The government has to evaluate these plans and then respond, one way or another. As it does, it should ask itself the same question: What would it take for Chrysler and GM to start consistently making cars people want to buy? The newly created Presidential Task Force should seek far more detail. And those details have to go beyond financial ones, to include operational decisions and strategies--that is, the way the companies actually make cars. In the auto industry industry especially, financial outcomes reflect operational decision strategies adopted long before.

For example, both GM and Chrysler point to rave reviews of some new models, like the Chevy Malibu. This is fair. But the companies don't talk about what led them to produce these models and produce them so well--or how they can repeat that success while avoiding some of their well-known failures. This is especially important for GM, since its product czar--Bob Lutz--just announced his retirement.

A key area in which to look for operational improvements is in relations with suppliers. More than half of GM's costs--$50 billion per year--come from parts the company purchases from suppliers. But GM relegated its discussion of suppliers to a two page appendix, which is hardly enough for something with so much effect on both cost and value. GM says it wants to work with healthy suppliers, but that's very incomplete. How are the suppliers, themselves on the edge of bankruptcy, supposed to achieve this?

There is no mention of joint efforts to eliminate waste, which is a highly successful method of cost-cutting, or of working together with suppliers so that components interact better in order to produce, say, a smooth, quiet ride, or a pleasing interior. Instead, the report suggests, suppliers are somehow supposed to come up with money to improve technology on their own.

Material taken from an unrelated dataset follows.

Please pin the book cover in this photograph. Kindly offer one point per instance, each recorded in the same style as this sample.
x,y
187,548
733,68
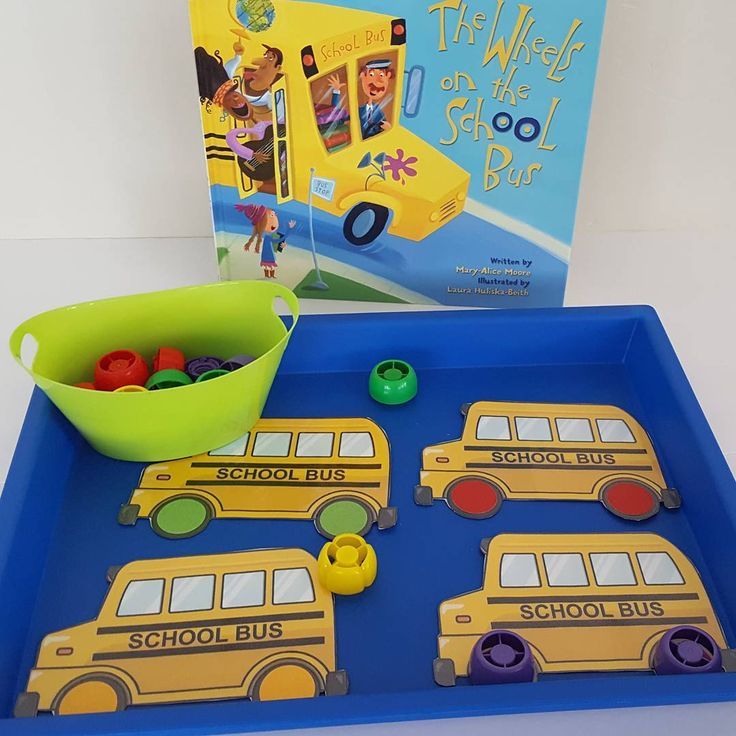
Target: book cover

The Chrysler plan is actually somewhat better on this score: It mentions both joint efforts with suppliers to reduce costs, and provides a good discussion of the company's efforts to improve quality (leading to reduced warranty expense, fewer recalls, and better fit and finish). But it provides few estimates of how much these efforts might contribute to increased revenues and lowered costs--which, after all, are the key numbers for showing viability.

An impressive point that comes through in both plans is the relatively high levels of local content the companies use, which provide a powerful reason to support them in this current recession. However, there is no mention from either of them what future local content will be.

While I'm disappointed in the plans so far, I still feel the industry is worth saving. Note, among other things, that this level of detail is far more than the banks have ever been asked to provide--despite getting orders of magnitude more money from the taxpayers.

Also, the automakers remain key to preserving 2 to 3 million manfuacturing jobs in states already very hard hit by the economic downturn. For this reason alone, industry collapse would be a disaster. But, these plans make clear that tough oversight is key to producing a viable industry.